Saturday, March 14, 2015

Teaching "By Ear"

Want to see what we did for this painting? Go here and here.

This piece of art hangs in my office. I love it. I recently saw a Jackson Pollack painting in a museum; I think this one rivals that painting. It was done by 6-year-olds.

This painting represents one of my all-time favorite activities I did with kids. I love this more than anything else we've ever done.


And I've done it with a sum total of one class of kids. I've never repeated it.

I've been thinking a lot about philosophy and the way I teach. I think the best phrase that sums up what I do is this: I teach by ear...or by feel.

When you play music by ear, you don't use print music; you just play by how the notes sound. The sound tells you if you are doing it "right" or not.


I think my teaching is a lot like that. I choose activities and say things by what sounds or feels right for the class. In my second grade class last year, we did some learning on the move. I've worked with classes that could not handle that particular activity and I wouldn't have tried it with them. Or at least would have done it in a different way.

Some things I do all the time. I always use glue guns with every group of kids (since the first time I've done it). We always use the steering wheel or the large magnet board. Other activities I don't repeat as much.

I've not repeated the painting activity because it hasn't "felt" right. Other groups of kids I've had since didn't seem a right "fit" for that particular activity. I can't say why.
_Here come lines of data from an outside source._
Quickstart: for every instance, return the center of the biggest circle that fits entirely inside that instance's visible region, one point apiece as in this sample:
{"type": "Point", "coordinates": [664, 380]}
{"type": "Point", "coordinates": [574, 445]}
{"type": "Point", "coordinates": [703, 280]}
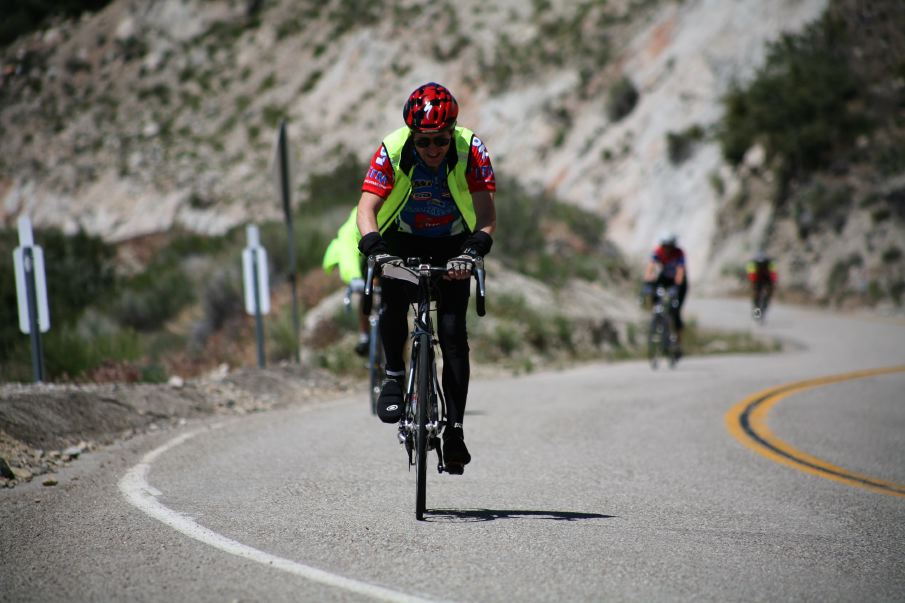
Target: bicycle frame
{"type": "Point", "coordinates": [424, 414]}
{"type": "Point", "coordinates": [662, 335]}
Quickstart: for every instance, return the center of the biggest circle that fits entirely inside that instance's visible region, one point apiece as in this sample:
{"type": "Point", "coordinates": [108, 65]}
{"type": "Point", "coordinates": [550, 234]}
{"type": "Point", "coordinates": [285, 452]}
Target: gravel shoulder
{"type": "Point", "coordinates": [44, 427]}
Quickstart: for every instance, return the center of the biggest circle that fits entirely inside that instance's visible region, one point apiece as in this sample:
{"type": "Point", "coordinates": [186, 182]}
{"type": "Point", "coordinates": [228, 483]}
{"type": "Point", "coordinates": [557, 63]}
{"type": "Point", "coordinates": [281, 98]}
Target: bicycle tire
{"type": "Point", "coordinates": [654, 340]}
{"type": "Point", "coordinates": [423, 392]}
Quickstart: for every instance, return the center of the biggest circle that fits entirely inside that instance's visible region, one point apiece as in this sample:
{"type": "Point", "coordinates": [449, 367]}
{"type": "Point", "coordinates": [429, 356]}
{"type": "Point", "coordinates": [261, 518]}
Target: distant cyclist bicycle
{"type": "Point", "coordinates": [762, 276]}
{"type": "Point", "coordinates": [424, 408]}
{"type": "Point", "coordinates": [374, 350]}
{"type": "Point", "coordinates": [662, 335]}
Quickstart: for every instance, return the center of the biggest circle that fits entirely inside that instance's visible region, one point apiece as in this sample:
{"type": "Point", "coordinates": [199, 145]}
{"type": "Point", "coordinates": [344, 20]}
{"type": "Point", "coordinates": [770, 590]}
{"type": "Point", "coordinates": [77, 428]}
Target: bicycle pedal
{"type": "Point", "coordinates": [455, 468]}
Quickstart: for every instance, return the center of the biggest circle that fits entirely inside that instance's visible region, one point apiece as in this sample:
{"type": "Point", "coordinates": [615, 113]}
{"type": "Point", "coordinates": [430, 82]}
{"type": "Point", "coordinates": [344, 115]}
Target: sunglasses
{"type": "Point", "coordinates": [438, 141]}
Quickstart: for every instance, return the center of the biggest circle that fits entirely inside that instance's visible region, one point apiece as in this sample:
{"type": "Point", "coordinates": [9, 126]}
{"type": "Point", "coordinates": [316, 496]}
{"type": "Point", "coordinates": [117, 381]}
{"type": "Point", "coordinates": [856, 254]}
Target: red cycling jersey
{"type": "Point", "coordinates": [478, 173]}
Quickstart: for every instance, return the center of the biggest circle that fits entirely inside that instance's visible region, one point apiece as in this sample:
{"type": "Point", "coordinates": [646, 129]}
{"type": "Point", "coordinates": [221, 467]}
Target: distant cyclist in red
{"type": "Point", "coordinates": [762, 276]}
{"type": "Point", "coordinates": [429, 193]}
{"type": "Point", "coordinates": [667, 268]}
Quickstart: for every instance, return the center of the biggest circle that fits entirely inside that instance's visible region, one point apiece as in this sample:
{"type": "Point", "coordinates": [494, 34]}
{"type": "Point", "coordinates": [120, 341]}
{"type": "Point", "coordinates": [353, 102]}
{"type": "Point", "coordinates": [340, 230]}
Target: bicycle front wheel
{"type": "Point", "coordinates": [655, 337]}
{"type": "Point", "coordinates": [423, 392]}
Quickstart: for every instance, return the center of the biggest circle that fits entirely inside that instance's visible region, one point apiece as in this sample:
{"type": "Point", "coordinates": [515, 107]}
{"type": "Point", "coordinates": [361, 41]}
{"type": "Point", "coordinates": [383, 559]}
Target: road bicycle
{"type": "Point", "coordinates": [662, 338]}
{"type": "Point", "coordinates": [424, 414]}
{"type": "Point", "coordinates": [375, 346]}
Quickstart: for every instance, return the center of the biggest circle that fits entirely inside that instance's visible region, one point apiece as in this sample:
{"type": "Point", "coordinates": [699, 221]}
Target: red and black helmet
{"type": "Point", "coordinates": [430, 108]}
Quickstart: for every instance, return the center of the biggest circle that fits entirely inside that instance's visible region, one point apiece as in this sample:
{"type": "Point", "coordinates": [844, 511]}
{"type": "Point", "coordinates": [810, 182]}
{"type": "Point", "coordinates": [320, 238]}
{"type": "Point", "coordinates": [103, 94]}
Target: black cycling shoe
{"type": "Point", "coordinates": [389, 403]}
{"type": "Point", "coordinates": [363, 346]}
{"type": "Point", "coordinates": [455, 453]}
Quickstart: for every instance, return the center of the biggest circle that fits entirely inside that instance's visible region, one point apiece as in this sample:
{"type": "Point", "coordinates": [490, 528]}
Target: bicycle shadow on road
{"type": "Point", "coordinates": [468, 515]}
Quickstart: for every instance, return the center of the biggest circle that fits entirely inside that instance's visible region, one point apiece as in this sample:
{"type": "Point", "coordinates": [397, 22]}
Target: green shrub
{"type": "Point", "coordinates": [148, 301]}
{"type": "Point", "coordinates": [622, 99]}
{"type": "Point", "coordinates": [892, 255]}
{"type": "Point", "coordinates": [680, 145]}
{"type": "Point", "coordinates": [799, 104]}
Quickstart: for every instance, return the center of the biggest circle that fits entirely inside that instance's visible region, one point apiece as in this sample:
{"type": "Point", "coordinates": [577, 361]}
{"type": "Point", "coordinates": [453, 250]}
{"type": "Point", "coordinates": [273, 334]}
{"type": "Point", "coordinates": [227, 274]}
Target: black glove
{"type": "Point", "coordinates": [384, 258]}
{"type": "Point", "coordinates": [372, 244]}
{"type": "Point", "coordinates": [478, 244]}
{"type": "Point", "coordinates": [460, 266]}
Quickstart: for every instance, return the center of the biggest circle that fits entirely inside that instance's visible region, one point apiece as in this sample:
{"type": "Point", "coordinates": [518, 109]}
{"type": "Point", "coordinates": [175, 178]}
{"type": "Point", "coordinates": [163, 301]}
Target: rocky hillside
{"type": "Point", "coordinates": [143, 116]}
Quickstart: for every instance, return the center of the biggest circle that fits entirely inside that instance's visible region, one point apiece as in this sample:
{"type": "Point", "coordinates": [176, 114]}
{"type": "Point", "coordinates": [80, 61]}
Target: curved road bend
{"type": "Point", "coordinates": [605, 482]}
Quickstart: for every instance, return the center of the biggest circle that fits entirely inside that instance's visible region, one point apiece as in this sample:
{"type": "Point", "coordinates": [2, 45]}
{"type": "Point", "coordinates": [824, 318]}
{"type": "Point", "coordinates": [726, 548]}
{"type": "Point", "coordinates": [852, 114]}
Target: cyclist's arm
{"type": "Point", "coordinates": [485, 211]}
{"type": "Point", "coordinates": [368, 206]}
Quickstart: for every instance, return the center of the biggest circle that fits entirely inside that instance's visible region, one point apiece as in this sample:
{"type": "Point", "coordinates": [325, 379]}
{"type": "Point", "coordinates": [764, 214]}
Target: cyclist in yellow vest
{"type": "Point", "coordinates": [342, 253]}
{"type": "Point", "coordinates": [429, 193]}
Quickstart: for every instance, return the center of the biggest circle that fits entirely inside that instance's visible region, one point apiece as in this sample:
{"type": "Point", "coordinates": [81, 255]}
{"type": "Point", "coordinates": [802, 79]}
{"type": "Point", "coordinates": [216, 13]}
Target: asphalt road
{"type": "Point", "coordinates": [604, 482]}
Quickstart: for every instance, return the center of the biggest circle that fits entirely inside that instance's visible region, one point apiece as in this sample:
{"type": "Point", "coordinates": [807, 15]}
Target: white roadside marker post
{"type": "Point", "coordinates": [257, 286]}
{"type": "Point", "coordinates": [31, 290]}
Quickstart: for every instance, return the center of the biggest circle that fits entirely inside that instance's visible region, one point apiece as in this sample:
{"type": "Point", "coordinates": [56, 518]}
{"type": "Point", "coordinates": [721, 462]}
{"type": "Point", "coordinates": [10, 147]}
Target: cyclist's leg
{"type": "Point", "coordinates": [393, 332]}
{"type": "Point", "coordinates": [680, 325]}
{"type": "Point", "coordinates": [453, 336]}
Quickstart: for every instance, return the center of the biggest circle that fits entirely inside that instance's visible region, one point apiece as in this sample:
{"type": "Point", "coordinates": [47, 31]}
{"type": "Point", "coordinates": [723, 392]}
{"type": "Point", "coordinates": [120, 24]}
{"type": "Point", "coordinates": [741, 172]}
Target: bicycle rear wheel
{"type": "Point", "coordinates": [423, 392]}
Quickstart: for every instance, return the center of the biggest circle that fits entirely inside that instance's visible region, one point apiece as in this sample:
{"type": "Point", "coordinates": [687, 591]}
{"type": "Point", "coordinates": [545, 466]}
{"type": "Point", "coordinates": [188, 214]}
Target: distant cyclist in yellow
{"type": "Point", "coordinates": [342, 252]}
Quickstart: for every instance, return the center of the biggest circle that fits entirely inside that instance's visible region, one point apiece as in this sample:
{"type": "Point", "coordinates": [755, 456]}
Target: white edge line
{"type": "Point", "coordinates": [141, 494]}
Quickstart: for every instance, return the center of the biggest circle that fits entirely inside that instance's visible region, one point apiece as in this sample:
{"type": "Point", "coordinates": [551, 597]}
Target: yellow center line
{"type": "Point", "coordinates": [747, 422]}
Maybe it was me and not them. Maybe that activity wasn't a right fit for me at that time in my teaching life.

(To tell the truth, I've not even thought about the fact that I haven't repeated this activity until I began pondering the other day and this post began to form in my mind.)


When I teach, I think about what I want kids to learn. I think of concepts or standards or facts or whatever meets the particular teaching moment I'm involved in. I think about development and interests and skills and temperament.
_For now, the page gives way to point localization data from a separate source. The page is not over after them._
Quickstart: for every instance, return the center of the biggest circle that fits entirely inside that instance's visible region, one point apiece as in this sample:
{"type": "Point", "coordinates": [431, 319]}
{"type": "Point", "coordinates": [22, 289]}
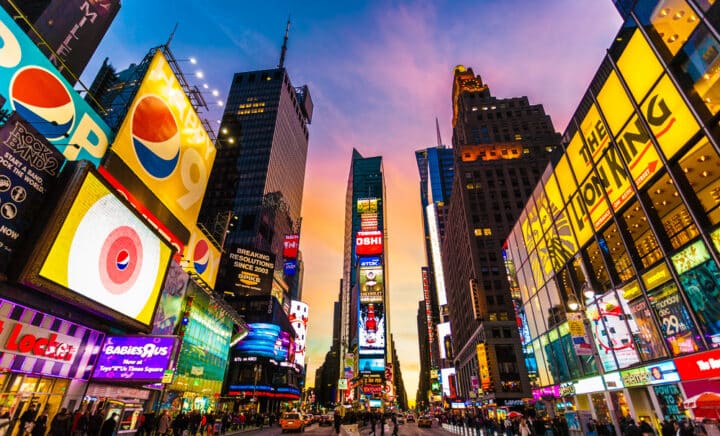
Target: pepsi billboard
{"type": "Point", "coordinates": [36, 90]}
{"type": "Point", "coordinates": [29, 167]}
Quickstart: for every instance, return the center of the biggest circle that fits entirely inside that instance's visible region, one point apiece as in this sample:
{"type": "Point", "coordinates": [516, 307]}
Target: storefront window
{"type": "Point", "coordinates": [676, 325]}
{"type": "Point", "coordinates": [645, 242]}
{"type": "Point", "coordinates": [675, 217]}
{"type": "Point", "coordinates": [702, 287]}
{"type": "Point", "coordinates": [700, 167]}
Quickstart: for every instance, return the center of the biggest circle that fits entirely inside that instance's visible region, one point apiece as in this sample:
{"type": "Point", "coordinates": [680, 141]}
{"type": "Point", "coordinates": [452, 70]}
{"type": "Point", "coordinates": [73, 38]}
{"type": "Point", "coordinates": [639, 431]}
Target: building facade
{"type": "Point", "coordinates": [500, 148]}
{"type": "Point", "coordinates": [616, 255]}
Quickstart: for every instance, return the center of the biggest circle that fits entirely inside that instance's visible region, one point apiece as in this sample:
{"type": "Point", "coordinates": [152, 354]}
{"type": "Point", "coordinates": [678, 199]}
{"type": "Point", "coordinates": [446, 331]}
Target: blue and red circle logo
{"type": "Point", "coordinates": [201, 256]}
{"type": "Point", "coordinates": [43, 100]}
{"type": "Point", "coordinates": [120, 260]}
{"type": "Point", "coordinates": [155, 136]}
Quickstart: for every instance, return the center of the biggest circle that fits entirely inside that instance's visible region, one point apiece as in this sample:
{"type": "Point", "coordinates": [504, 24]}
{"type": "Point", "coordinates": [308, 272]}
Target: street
{"type": "Point", "coordinates": [405, 429]}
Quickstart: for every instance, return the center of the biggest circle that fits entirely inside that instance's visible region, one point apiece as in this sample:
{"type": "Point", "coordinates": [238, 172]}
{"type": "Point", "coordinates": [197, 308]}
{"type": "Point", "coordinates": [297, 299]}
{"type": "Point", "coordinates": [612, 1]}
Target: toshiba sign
{"type": "Point", "coordinates": [368, 243]}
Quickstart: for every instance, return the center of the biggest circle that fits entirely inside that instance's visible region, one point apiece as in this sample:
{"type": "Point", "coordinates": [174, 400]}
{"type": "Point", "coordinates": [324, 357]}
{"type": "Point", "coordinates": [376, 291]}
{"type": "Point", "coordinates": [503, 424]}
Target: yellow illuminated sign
{"type": "Point", "coordinates": [163, 141]}
{"type": "Point", "coordinates": [639, 66]}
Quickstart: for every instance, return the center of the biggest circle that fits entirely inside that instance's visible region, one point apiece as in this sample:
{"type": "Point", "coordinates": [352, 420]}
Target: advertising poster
{"type": "Point", "coordinates": [107, 256]}
{"type": "Point", "coordinates": [168, 311]}
{"type": "Point", "coordinates": [29, 168]}
{"type": "Point", "coordinates": [371, 327]}
{"type": "Point", "coordinates": [74, 28]}
{"type": "Point", "coordinates": [675, 323]}
{"type": "Point", "coordinates": [702, 287]}
{"type": "Point", "coordinates": [252, 270]}
{"type": "Point", "coordinates": [134, 358]}
{"type": "Point", "coordinates": [372, 289]}
{"type": "Point", "coordinates": [41, 96]}
{"type": "Point", "coordinates": [164, 143]}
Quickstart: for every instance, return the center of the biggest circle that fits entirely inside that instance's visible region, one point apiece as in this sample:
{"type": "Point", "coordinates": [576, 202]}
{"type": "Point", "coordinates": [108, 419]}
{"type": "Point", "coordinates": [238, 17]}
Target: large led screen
{"type": "Point", "coordinates": [37, 91]}
{"type": "Point", "coordinates": [371, 327]}
{"type": "Point", "coordinates": [106, 255]}
{"type": "Point", "coordinates": [134, 358]}
{"type": "Point", "coordinates": [164, 143]}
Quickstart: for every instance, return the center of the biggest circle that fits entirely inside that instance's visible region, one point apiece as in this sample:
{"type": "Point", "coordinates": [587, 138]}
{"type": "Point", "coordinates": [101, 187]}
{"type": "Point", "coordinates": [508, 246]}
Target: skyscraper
{"type": "Point", "coordinates": [501, 146]}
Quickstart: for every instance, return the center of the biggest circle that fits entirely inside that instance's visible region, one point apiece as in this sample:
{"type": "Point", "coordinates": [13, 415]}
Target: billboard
{"type": "Point", "coordinates": [371, 328]}
{"type": "Point", "coordinates": [134, 358]}
{"type": "Point", "coordinates": [372, 286]}
{"type": "Point", "coordinates": [202, 257]}
{"type": "Point", "coordinates": [40, 95]}
{"type": "Point", "coordinates": [252, 270]}
{"type": "Point", "coordinates": [99, 255]}
{"type": "Point", "coordinates": [298, 318]}
{"type": "Point", "coordinates": [368, 243]}
{"type": "Point", "coordinates": [74, 28]}
{"type": "Point", "coordinates": [163, 142]}
{"type": "Point", "coordinates": [29, 167]}
{"type": "Point", "coordinates": [291, 243]}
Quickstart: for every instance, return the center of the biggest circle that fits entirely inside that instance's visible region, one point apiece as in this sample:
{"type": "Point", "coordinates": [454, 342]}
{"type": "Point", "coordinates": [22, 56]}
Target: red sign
{"type": "Point", "coordinates": [368, 243]}
{"type": "Point", "coordinates": [699, 366]}
{"type": "Point", "coordinates": [290, 246]}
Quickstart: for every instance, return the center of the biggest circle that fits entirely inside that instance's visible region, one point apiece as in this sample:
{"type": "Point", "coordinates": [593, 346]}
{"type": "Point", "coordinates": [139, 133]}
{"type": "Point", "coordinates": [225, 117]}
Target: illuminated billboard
{"type": "Point", "coordinates": [252, 270]}
{"type": "Point", "coordinates": [291, 243]}
{"type": "Point", "coordinates": [39, 94]}
{"type": "Point", "coordinates": [134, 358]}
{"type": "Point", "coordinates": [371, 328]}
{"type": "Point", "coordinates": [298, 318]}
{"type": "Point", "coordinates": [372, 286]}
{"type": "Point", "coordinates": [201, 257]}
{"type": "Point", "coordinates": [164, 143]}
{"type": "Point", "coordinates": [102, 255]}
{"type": "Point", "coordinates": [368, 243]}
{"type": "Point", "coordinates": [29, 167]}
But mostly I think about what seems right - what sounds or feels right for this group of kids at this moment.


I don't know what that means. Maybe it means I'm not a "real" teacher or a less professional one. Maybe it means I'm less effective or more effective. It doesn't make any difference in the long run.

I do know that if things feel right, if I'm teaching to meet the group of kids I have, everyone seems happier and more engaged. And I'll take that.



(P.S. - I think we may be trying this large painting on canvas with this current group of kids. It feels right.)